Icebox.com: Out of Cold Storage and Into Program Syndication
10 Apr, 2001 By: Staff ReporterIcebox.com, which was purchased at auction for $500,000 by five members of its management team, has retooled as a syndicator of online and offline entertainment product.
The five purchasers, who have each embraced the title of managing director, have kept the Icebox name but run the company on a shoestring compared with the big-budgeted former incarnation of Icebox.
The five have put up their own money, along with just a few individual investors and one unidentified corporate investor. After the purchase price, the company has enough money to operate for a year, said Tal Vigderson, one of the managing directors, along with John Collier, Howard Gordon, Rob LaZebnik and Scott Rupp.

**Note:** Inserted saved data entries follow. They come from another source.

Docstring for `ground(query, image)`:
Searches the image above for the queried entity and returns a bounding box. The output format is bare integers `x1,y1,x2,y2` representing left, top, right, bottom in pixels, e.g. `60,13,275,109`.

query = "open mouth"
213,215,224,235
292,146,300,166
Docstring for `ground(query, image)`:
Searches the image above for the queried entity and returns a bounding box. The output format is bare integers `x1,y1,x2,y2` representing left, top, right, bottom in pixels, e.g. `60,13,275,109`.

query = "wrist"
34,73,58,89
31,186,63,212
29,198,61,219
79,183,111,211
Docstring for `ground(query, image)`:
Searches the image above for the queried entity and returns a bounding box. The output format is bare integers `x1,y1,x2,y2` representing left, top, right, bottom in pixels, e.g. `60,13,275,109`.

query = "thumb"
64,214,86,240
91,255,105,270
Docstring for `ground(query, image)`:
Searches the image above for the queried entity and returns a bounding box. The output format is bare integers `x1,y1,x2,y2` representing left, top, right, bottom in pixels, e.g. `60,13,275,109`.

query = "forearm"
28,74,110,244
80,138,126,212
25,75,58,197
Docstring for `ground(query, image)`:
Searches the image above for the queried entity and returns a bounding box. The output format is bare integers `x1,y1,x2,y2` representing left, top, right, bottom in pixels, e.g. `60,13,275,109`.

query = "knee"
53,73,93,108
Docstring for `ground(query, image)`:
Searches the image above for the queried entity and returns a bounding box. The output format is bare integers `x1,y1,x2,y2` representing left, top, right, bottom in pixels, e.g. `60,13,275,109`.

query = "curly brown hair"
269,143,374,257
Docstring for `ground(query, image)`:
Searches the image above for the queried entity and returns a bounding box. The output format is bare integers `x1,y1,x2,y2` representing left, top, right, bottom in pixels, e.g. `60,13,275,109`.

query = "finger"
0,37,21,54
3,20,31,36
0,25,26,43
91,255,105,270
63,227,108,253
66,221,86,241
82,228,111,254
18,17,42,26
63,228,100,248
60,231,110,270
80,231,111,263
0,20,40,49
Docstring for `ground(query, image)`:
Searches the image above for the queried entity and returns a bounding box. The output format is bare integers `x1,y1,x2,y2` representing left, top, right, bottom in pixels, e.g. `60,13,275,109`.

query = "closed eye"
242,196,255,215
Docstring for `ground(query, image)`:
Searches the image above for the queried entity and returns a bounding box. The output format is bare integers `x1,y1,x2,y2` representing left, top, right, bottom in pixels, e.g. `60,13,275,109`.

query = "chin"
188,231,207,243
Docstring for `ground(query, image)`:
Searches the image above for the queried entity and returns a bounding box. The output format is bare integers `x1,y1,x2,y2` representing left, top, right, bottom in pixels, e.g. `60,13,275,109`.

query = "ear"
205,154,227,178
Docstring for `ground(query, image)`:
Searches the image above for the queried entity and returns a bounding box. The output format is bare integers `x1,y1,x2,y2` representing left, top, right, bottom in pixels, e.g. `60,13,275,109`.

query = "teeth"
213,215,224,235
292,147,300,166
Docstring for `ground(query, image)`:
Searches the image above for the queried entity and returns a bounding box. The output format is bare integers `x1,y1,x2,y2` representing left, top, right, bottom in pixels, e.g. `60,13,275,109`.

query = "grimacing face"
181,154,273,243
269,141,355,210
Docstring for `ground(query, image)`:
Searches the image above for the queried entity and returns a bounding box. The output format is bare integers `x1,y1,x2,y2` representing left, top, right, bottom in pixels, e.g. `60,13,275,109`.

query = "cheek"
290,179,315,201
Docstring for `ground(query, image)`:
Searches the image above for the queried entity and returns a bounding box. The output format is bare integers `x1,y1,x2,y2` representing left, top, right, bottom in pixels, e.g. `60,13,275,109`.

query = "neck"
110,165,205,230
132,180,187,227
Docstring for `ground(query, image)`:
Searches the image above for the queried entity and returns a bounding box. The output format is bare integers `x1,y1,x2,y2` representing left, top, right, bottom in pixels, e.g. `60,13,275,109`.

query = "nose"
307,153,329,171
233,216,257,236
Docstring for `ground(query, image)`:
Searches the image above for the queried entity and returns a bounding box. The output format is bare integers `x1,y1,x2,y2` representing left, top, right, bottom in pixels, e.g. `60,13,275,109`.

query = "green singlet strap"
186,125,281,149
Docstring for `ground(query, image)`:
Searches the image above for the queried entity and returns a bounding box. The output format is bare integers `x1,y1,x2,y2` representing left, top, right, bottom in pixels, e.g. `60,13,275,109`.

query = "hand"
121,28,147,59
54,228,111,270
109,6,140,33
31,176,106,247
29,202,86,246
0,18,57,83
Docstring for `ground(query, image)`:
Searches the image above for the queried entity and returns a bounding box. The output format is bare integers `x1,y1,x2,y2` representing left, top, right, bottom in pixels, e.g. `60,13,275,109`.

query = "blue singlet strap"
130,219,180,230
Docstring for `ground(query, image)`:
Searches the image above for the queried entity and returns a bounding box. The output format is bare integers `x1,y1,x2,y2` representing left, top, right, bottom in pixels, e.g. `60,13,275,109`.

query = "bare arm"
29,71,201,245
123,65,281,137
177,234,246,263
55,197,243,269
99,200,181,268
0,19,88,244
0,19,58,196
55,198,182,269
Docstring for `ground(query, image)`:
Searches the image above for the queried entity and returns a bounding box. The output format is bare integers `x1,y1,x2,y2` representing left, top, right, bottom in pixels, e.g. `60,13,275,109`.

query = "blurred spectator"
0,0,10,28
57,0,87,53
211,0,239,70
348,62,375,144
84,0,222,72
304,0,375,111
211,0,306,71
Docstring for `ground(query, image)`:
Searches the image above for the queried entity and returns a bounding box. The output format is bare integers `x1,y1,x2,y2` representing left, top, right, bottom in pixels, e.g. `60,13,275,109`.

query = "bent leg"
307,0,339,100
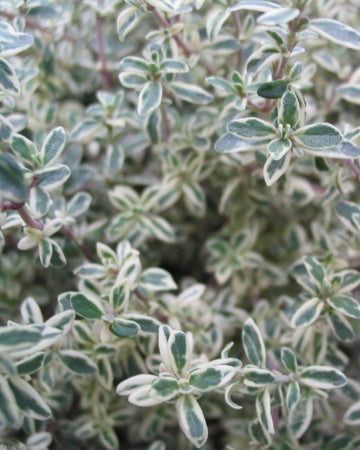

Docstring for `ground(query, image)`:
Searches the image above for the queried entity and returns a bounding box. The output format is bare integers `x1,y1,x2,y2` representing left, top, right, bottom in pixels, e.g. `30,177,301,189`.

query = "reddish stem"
18,204,44,230
150,8,215,75
232,11,242,70
95,13,112,91
0,9,77,43
160,104,171,142
1,201,95,260
344,159,360,178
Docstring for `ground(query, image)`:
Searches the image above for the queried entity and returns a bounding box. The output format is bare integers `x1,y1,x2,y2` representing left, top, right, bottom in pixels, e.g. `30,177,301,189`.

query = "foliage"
1,0,360,448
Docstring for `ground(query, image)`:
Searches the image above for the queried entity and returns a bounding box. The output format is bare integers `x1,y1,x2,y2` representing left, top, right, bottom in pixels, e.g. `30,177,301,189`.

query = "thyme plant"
1,0,360,448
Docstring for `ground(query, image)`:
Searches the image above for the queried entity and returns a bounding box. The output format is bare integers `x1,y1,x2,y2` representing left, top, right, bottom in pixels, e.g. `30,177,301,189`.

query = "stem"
232,11,242,70
247,99,275,113
95,13,112,91
344,159,360,178
18,204,44,230
0,201,95,260
135,288,148,304
149,8,215,75
135,288,168,322
0,9,77,43
160,104,171,142
272,406,280,429
61,225,94,261
273,56,288,80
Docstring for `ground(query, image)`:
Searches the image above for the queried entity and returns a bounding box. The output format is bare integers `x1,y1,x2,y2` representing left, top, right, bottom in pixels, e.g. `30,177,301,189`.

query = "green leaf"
230,0,281,12
257,7,299,26
138,81,162,116
150,377,178,400
41,127,66,166
124,314,161,334
71,293,104,319
59,350,97,374
344,401,360,425
189,366,235,391
294,123,342,149
0,57,20,95
170,82,213,105
183,181,206,217
146,109,162,144
20,297,43,324
67,192,91,218
109,185,139,210
119,56,149,73
0,153,28,201
228,118,276,139
117,6,144,41
159,59,189,74
286,381,300,411
291,298,323,328
279,91,300,128
140,268,177,292
128,384,166,407
288,395,313,439
178,284,206,305
139,214,177,243
257,80,287,99
49,240,66,268
9,377,52,420
256,388,274,434
105,143,124,174
267,138,291,160
281,347,298,373
306,139,360,158
249,420,271,447
206,238,228,256
335,201,360,232
0,114,13,142
335,270,360,293
328,310,354,342
206,8,231,40
215,132,267,153
169,331,188,377
39,238,53,268
26,432,52,450
70,119,100,143
303,256,326,288
246,46,280,74
263,152,291,186
337,84,360,105
0,375,21,428
10,134,38,164
310,19,360,50
109,318,140,338
16,352,45,375
244,367,276,387
116,374,157,396
206,76,236,95
110,282,129,311
0,325,41,354
177,395,208,449
300,365,347,389
0,22,33,57
327,295,360,319
242,318,266,366
97,357,113,391
45,310,75,334
74,264,105,280
29,186,51,219
36,164,71,190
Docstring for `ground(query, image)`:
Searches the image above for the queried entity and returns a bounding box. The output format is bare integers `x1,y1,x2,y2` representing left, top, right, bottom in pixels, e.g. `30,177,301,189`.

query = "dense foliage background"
1,0,360,448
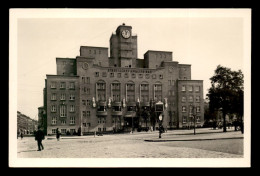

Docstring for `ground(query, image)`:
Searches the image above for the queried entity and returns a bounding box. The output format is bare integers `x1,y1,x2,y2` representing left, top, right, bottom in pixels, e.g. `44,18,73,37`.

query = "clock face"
82,62,89,70
121,30,131,39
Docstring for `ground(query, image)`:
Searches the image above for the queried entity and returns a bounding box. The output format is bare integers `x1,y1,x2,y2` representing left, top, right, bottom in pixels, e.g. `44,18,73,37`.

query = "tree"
207,65,244,132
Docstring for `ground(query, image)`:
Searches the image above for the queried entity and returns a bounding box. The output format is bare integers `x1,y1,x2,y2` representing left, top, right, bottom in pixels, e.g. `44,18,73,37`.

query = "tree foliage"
207,65,244,132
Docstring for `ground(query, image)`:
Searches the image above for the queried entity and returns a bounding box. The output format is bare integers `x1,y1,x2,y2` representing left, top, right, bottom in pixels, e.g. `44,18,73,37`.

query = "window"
86,77,90,84
110,72,114,77
196,96,200,102
159,75,163,79
82,111,86,117
87,123,91,127
60,82,66,89
70,117,75,124
196,106,201,113
87,111,91,117
182,106,186,112
154,85,162,91
188,86,193,92
51,93,57,100
127,84,135,91
61,120,66,125
141,84,149,91
60,105,66,117
124,73,129,78
132,73,136,78
189,106,194,117
183,116,187,123
95,72,99,77
70,105,75,112
82,100,86,105
60,93,66,100
70,129,76,134
189,96,193,102
61,129,67,134
102,72,107,77
117,73,121,78
69,82,75,89
182,85,186,91
98,128,102,132
86,88,90,94
97,83,105,90
182,97,186,102
138,74,143,78
168,80,171,86
51,105,57,112
152,74,156,79
52,129,56,134
86,100,91,106
51,117,57,125
50,82,56,89
103,128,106,132
83,123,86,127
145,74,150,79
69,94,75,100
195,86,200,92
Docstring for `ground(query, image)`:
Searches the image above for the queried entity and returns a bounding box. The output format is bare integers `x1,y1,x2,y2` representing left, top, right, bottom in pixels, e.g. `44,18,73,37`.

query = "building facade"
17,111,38,135
40,24,204,135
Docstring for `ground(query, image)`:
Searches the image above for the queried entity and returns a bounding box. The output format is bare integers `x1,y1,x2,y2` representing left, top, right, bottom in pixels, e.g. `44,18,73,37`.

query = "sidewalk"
144,128,243,142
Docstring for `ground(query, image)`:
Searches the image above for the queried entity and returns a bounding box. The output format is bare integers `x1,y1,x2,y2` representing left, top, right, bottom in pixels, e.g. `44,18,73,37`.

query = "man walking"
35,126,45,151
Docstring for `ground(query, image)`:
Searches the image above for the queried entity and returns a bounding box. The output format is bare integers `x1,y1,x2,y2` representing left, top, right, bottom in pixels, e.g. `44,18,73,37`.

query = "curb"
144,137,244,142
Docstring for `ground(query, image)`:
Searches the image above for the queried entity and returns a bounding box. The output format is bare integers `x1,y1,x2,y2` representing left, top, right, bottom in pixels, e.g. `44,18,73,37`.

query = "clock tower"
109,23,137,68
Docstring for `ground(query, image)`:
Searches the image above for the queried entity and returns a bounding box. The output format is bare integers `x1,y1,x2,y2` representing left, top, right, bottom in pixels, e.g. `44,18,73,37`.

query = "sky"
14,9,249,120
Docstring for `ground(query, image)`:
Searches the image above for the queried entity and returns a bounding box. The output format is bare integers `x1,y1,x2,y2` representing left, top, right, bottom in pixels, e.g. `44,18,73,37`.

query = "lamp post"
159,113,163,138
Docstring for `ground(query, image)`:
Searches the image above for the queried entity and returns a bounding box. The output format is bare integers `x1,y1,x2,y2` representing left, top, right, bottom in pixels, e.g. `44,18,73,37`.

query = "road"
17,128,243,158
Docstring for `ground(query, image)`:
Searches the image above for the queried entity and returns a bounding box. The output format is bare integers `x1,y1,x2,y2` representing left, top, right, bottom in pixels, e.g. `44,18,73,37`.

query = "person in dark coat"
35,126,45,151
56,128,61,141
20,132,23,139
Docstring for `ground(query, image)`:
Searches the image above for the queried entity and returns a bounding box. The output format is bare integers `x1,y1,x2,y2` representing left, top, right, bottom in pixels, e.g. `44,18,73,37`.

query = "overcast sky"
14,9,249,120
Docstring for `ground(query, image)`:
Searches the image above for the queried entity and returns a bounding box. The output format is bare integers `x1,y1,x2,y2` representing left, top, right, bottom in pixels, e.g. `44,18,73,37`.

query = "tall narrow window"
60,105,66,117
51,105,56,112
70,117,75,124
70,105,75,112
189,86,193,92
189,96,193,102
60,93,66,100
182,85,186,91
51,93,57,100
182,106,186,112
51,117,57,125
196,106,201,113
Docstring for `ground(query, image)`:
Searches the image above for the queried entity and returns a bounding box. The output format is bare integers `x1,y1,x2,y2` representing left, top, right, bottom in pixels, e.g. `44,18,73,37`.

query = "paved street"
17,128,243,158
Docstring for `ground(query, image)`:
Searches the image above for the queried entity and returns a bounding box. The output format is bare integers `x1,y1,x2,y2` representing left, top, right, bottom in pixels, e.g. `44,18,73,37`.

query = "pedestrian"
35,126,45,151
56,128,61,141
20,132,23,139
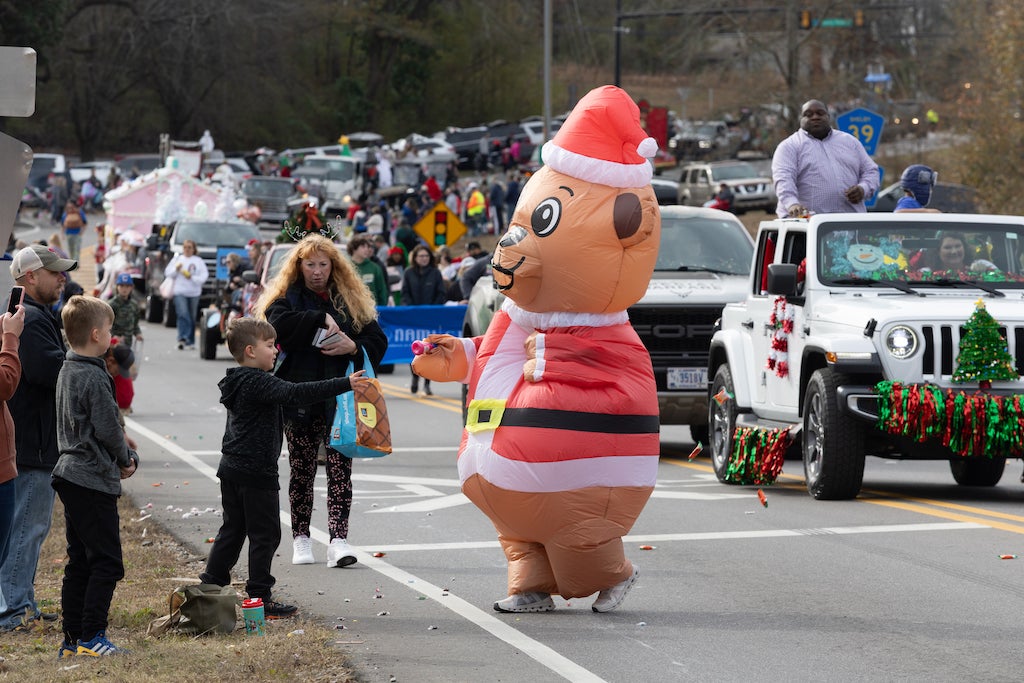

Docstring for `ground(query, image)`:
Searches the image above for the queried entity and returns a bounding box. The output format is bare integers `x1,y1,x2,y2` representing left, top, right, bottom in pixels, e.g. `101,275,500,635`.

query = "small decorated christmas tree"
951,299,1018,388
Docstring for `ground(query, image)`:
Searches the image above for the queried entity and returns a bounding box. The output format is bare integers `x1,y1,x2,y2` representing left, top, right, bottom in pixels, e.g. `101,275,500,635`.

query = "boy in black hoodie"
198,318,366,617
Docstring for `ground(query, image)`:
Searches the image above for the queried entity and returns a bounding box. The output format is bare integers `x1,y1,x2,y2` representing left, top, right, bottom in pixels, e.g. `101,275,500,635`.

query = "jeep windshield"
656,214,753,275
818,221,1024,288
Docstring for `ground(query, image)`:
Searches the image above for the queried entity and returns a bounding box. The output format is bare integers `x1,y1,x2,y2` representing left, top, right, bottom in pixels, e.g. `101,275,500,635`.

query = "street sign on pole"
836,108,885,156
413,201,467,248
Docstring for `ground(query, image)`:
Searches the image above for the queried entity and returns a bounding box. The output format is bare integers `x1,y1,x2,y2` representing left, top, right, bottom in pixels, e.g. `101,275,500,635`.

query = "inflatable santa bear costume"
413,85,661,614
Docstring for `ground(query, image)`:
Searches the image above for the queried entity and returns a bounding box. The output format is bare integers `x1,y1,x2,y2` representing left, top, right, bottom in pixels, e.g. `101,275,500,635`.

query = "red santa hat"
542,85,657,189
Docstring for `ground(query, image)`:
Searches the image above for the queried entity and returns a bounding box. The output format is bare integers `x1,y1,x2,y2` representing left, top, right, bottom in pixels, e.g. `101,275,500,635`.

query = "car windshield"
711,163,759,180
176,222,261,248
656,215,754,275
392,164,422,185
298,158,356,182
818,221,1024,287
242,179,294,197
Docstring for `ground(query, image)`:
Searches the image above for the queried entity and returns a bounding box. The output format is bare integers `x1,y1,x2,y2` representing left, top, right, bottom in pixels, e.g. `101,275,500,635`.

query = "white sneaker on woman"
292,535,315,565
327,538,357,568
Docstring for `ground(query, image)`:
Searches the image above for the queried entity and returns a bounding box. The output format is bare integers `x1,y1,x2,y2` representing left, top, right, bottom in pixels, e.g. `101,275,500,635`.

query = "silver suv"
677,160,775,214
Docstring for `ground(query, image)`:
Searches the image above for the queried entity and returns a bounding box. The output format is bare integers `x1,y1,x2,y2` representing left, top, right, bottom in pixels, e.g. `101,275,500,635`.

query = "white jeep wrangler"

But whereas the former Icebox set a goal of profitability in two years, the new Icebox plans to turn a profit in only three months. The company will announce today a syndication deal with Mondo Media.
The Icebox purchase included physical equipment, the icebox.com domain name and rights to 21 shows but not to "Queer Duck," which Showtime has already bought, insiders said.
The sale by assignee for benefit of creditors was concluded April 3 by Development Specialists Inc. The live auction drew a couple of interested parties, but when the bidding was concluded, the company went for the minimum bid of $500,000, insiders said. The purchase price won't be enough to settle the former company's debts in full, let alone return any money to investors.
Icebox will not be a destination site, as it was before. Visitors there who click on a show will be taken to a site that has syndicated the program from Icebox.
"We won't do things on spec," Vigderson said. "We'll make people pay for our projects."
And many of the creative forces behind Icebox shows are expected to continue creating content for the new Icebox, though, unlike before, they don't receive equity in the company but only in the shows they create.
"Writers still want to work with us," Vigderson said. "They've said working with Icebox was the greatest experience they've ever had in terms of creative freedom."